Localized TGCT of the tendon sheath

Localized TGCT of the tendon sheath

localized TGCT of the tendon sheath is a benign condition, which occurs with a slightly increased predilection for females, is second only to the ganglion as a source of localized swelling in the hand and wrist.

It occurs less frequently (3%–10%) in the ankle and foot.

These nodular lesions usually occur in association with a tendon sheath (formerly called giant cell tumor of tendon sheath). Excision is curative and recurrences are rare.

TGCT exists in three forms: diffuse, localized, and localized TGCT of tendon sheath

• TGCT of joints and tendon sheaths: diffuse type, also called pigmented villonodular synovitis (PVNS); the entire synovium of an affected joint or tendon sheath is involved. It affects individuals in their 30s and 40s with equal sex distribution. Grossly, the synovium is red-brown to mottled orange-yellow and prolific with coarse villi, finer fronds, and diffuse nodularity resembling an Angora rug. It is almost always monoarticular. The most common locations include the knee (80%), hip (15%), and ankle. Swelling and effusion accompanied by moderate discomfort, decreased range of motion, and increased warmth to palpation are typical. Pain is frequently less than anticipated for the degree of swelling.

• Localized TGCT of the joint (also called benign giant cell synovioma or localized nodular synovitis): involves only a portion of a synovial surface in a joint and the lesion is often pedunculated. It presents with symptoms similar to a loose body. It tends not to be as darkly pigmented and has less villous proliferation than is seen in the diffuse form.

• Localized TGCT of the tendon sheath (also called giant cell tumor of tendon sheath or fibroxanthoma of tendon sheath) has been discussed in Question 2 earlier. Histologically, all three forms of villonodular synovitis are remarkably similar.

The etiology of TGCT is due to a translocation between chromosomes 1p13 and 2q35 in which the gene coding for colony-stimulating factor-1 (CSF-1), also called macrophage colony-stimulating factor 1, is fused to the collagen VI alpha-3 gene. Up to 15% of cells in the TGCT overexpress CSF-1. The remaining cells in the tumor are inflammatory cells recruited into the tumor because they contain the receptor for CSF-1.

What does the synovial fluid analysis reveal in the diffuse type of TGCT (PVNS)?

Typically, the fluid is brown or grossly hemorrhagic. This finding on joint aspiration should raise diffuse TGCT as a diagnostic consideration. However, up to 50% of patients will not have a hemorrhagic synovial fluid. Additionally, similar hemorrhagic fluid can be seen in trauma, Charcot joint, bleeding disorders, sickle cell disease, and Ehlers–Danlos syndrome.

What are the characteristic radiographic findings in a patient with the diffuse type of TGCT (PVNS)?

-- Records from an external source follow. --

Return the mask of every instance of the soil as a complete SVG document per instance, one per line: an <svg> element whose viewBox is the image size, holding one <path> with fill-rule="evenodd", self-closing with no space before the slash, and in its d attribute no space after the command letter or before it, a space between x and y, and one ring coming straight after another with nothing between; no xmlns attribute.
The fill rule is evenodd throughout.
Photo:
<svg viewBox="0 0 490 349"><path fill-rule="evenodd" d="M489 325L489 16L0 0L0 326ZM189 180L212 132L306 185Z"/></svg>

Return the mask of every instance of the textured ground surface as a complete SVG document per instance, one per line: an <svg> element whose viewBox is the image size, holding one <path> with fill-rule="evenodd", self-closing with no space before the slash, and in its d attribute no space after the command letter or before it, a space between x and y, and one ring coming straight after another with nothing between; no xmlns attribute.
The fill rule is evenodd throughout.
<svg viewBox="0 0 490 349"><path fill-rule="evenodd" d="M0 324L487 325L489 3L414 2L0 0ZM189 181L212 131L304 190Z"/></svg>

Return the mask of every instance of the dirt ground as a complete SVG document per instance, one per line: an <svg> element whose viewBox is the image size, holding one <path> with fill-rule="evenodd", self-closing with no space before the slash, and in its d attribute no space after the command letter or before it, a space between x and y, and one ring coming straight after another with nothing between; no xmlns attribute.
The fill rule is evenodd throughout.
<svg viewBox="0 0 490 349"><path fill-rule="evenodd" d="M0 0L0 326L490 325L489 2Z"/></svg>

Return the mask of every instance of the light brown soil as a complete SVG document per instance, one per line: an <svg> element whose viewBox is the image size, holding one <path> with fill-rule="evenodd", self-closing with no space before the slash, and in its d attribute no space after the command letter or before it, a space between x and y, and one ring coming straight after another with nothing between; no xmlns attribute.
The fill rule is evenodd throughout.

Plain radiographs are usually nonspecific, except for mild increased density of the soft tissue of the joint due to blood and hemosiderin deposits. The tumor may invade into the bone causing cysts or scalloped erosive changes with sclerotic borders with preserved joint space until late in the disease course. The erosive changes can mimic gout or tuberculosis. The MRI appearance of TGCT is diagnostic in most cases. Nodules with sufficient hemosiderin appear dark on both T1- and T2-weighted images. Characteristic blooming artifact can be seen on gradient-echo imaging sequences due to hemosiderin deposition.

Histologic characteristics of TGCT

Grossly, the synovium looks like a tan to red-brown “shaggy carpet.” Microscopically, TGCT is distinctive. It is characterized by a dense cellular infiltrate composed of synovial cell hyperplasia with surface and subsynovial invasion of mitotically active cells with eosinophilic cytoplasm. Other invading cells are fibroblasts, lipid-laden macrophages (xanthoma cells), hemosiderin-containing macrophages, and scattered, frequent, multinucleated giant cells. Although TGCT is locally aggressive, it rarely metastasizes.

How is TGCT treated?

Surgical treatment with complete synovectomy is standard either via open or arthroscopic approaches. Recurrences, particularly in diffuse type TGCT (PVNS), occur in 20% to 40%. Intraarticular installation of radioisotopes or low-dose external beam radiation is used in refractory cases. Total joint arthroplasty may be necessary for cure. In inoperable cases or where operation would be morbid, tyrosine kinsase inhibitors with activity against CSF-1 receptor and monoclonal antibodies targeting CSF-1 receptor may be useful.